Late Entry to Stock-Picking Contest

Nine bloggers had a stock-picking contest for 2010. I decided to see how my actual portfolio would have fared in the contest.

If I had added an entry into this contest, it would have been the index-based part of my portfolio.  It managed a 22.6% return for 2010 helped by a tilt towards small-cap stocks. Adding my indexed portfolio as an entry in the contest would have left me fourth out of ten with a 14% edge over the average of the other entries.  However, when you add my not-so-great stock picks from the non-indexed part of my portfolio (which I'm slowly selling off), my 2010 return drops to 12.9%, which is still fifth out of ten and 4% above the average.

A result of fourth out of ten of is roughly what we should expect when comparing indexes to individual stock picks. The index will rarely be first, but it will be above average most of the time. Stock-picking contests are fun, but aren’t a great way to invest real money as the bloggers in the contest have said.


  1. You're clearly being too modest, as the average return in the contest was 8.6%. Your 22.6% return was far superior. Of course, you are correct, stock picking contests are not a really good indicator of people's real performance, just a bit of fun.

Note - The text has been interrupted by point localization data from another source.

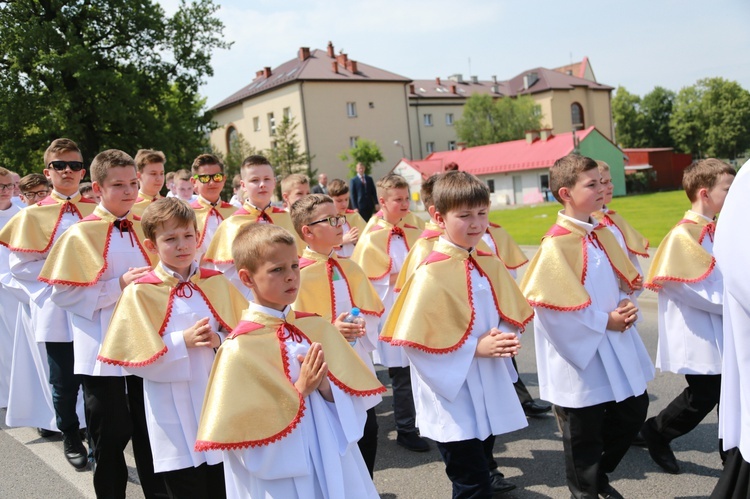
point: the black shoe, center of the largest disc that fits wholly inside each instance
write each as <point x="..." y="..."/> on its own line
<point x="499" y="484"/>
<point x="533" y="409"/>
<point x="412" y="442"/>
<point x="659" y="449"/>
<point x="47" y="433"/>
<point x="75" y="452"/>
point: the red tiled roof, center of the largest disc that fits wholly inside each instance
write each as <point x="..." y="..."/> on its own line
<point x="515" y="155"/>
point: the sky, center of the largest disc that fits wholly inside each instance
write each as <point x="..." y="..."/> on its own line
<point x="638" y="44"/>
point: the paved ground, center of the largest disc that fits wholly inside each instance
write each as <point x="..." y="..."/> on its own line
<point x="532" y="458"/>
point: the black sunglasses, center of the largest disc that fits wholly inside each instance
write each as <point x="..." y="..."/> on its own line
<point x="60" y="165"/>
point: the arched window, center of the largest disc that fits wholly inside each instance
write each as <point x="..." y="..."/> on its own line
<point x="576" y="116"/>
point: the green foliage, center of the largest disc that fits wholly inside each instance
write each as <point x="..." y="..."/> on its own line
<point x="364" y="151"/>
<point x="488" y="121"/>
<point x="107" y="74"/>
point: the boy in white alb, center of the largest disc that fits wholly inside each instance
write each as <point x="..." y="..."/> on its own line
<point x="165" y="329"/>
<point x="591" y="361"/>
<point x="689" y="288"/>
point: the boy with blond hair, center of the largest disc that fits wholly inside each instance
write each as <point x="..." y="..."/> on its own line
<point x="381" y="251"/>
<point x="165" y="328"/>
<point x="331" y="287"/>
<point x="689" y="288"/>
<point x="150" y="167"/>
<point x="291" y="432"/>
<point x="591" y="361"/>
<point x="354" y="225"/>
<point x="88" y="268"/>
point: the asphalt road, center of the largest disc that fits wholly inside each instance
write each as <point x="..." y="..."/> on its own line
<point x="532" y="458"/>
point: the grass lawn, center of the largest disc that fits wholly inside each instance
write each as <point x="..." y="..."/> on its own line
<point x="651" y="214"/>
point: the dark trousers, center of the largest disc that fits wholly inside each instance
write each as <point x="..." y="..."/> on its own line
<point x="368" y="444"/>
<point x="65" y="385"/>
<point x="689" y="408"/>
<point x="468" y="467"/>
<point x="403" y="399"/>
<point x="115" y="413"/>
<point x="203" y="482"/>
<point x="595" y="439"/>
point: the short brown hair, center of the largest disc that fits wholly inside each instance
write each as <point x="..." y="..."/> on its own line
<point x="106" y="160"/>
<point x="391" y="181"/>
<point x="253" y="244"/>
<point x="164" y="210"/>
<point x="303" y="209"/>
<point x="145" y="157"/>
<point x="704" y="174"/>
<point x="32" y="180"/>
<point x="204" y="160"/>
<point x="293" y="180"/>
<point x="60" y="145"/>
<point x="565" y="172"/>
<point x="455" y="189"/>
<point x="337" y="187"/>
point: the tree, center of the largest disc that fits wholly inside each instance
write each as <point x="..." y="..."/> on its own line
<point x="364" y="151"/>
<point x="105" y="73"/>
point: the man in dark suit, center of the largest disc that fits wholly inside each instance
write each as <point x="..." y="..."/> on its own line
<point x="364" y="196"/>
<point x="322" y="186"/>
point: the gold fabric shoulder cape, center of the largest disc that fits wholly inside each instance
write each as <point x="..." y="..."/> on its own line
<point x="251" y="400"/>
<point x="316" y="293"/>
<point x="557" y="272"/>
<point x="372" y="251"/>
<point x="134" y="336"/>
<point x="680" y="256"/>
<point x="79" y="257"/>
<point x="203" y="209"/>
<point x="507" y="249"/>
<point x="634" y="240"/>
<point x="434" y="312"/>
<point x="32" y="230"/>
<point x="220" y="249"/>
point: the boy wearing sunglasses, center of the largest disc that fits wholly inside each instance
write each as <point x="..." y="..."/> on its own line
<point x="208" y="181"/>
<point x="29" y="236"/>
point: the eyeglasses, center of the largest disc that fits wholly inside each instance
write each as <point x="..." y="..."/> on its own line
<point x="60" y="165"/>
<point x="332" y="221"/>
<point x="35" y="195"/>
<point x="206" y="178"/>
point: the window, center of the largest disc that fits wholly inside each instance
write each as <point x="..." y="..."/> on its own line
<point x="271" y="124"/>
<point x="576" y="116"/>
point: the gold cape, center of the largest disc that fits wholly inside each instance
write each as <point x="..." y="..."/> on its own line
<point x="680" y="256"/>
<point x="316" y="293"/>
<point x="506" y="247"/>
<point x="372" y="249"/>
<point x="32" y="230"/>
<point x="556" y="274"/>
<point x="220" y="249"/>
<point x="251" y="400"/>
<point x="203" y="209"/>
<point x="79" y="257"/>
<point x="434" y="311"/>
<point x="134" y="335"/>
<point x="634" y="240"/>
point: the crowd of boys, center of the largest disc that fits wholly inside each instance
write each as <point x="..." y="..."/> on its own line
<point x="215" y="337"/>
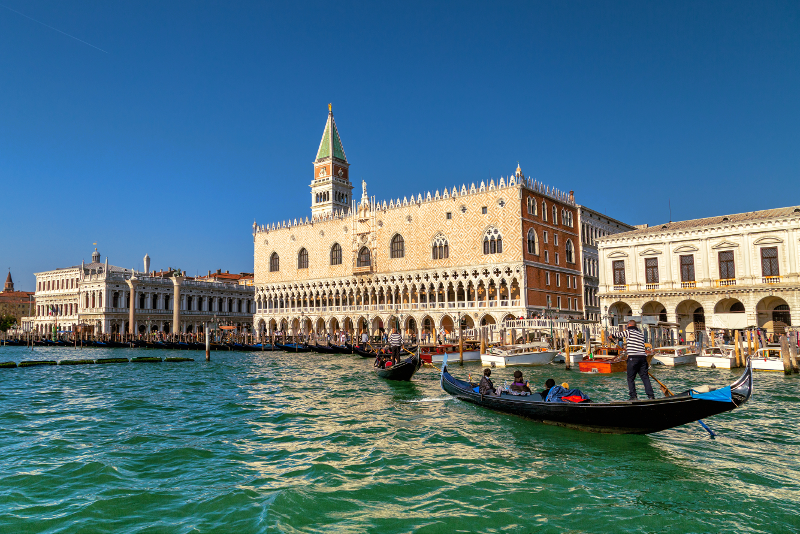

  2. I fully agree that stock picking contests, due to the timescale and incentives, are just a bit of fun. I'd be interested to hear how the market average (index) can be expected to be above average?

  3. @Gene: My 14% lead over the average is likely just an aberration. I'm not inclined to gloat because my performance next year may not look as good.

    @Robert: I'd expect indexes to be above the median return just because of the higher volatility of individual stock returns. As for an expectation of being above average, this comes from the fact that stock picks aren't random. I don't know if this is the case with these 9 entrants, but many stock-picking contest entrants make high volatility picks with built-in costs (like triple bull or triple bear ETFs) in an effort to win the contest. This is actually the right approach if you want to maximize the odds of coming in first place. However, it also increases the odds of coming in last place.

    If all stock picks in the contest were made randomly among stocks in the index with probabilities equal to the weights of the stocks in the index, then the average of the stock pickers would be expected to be exactly equal to the index return.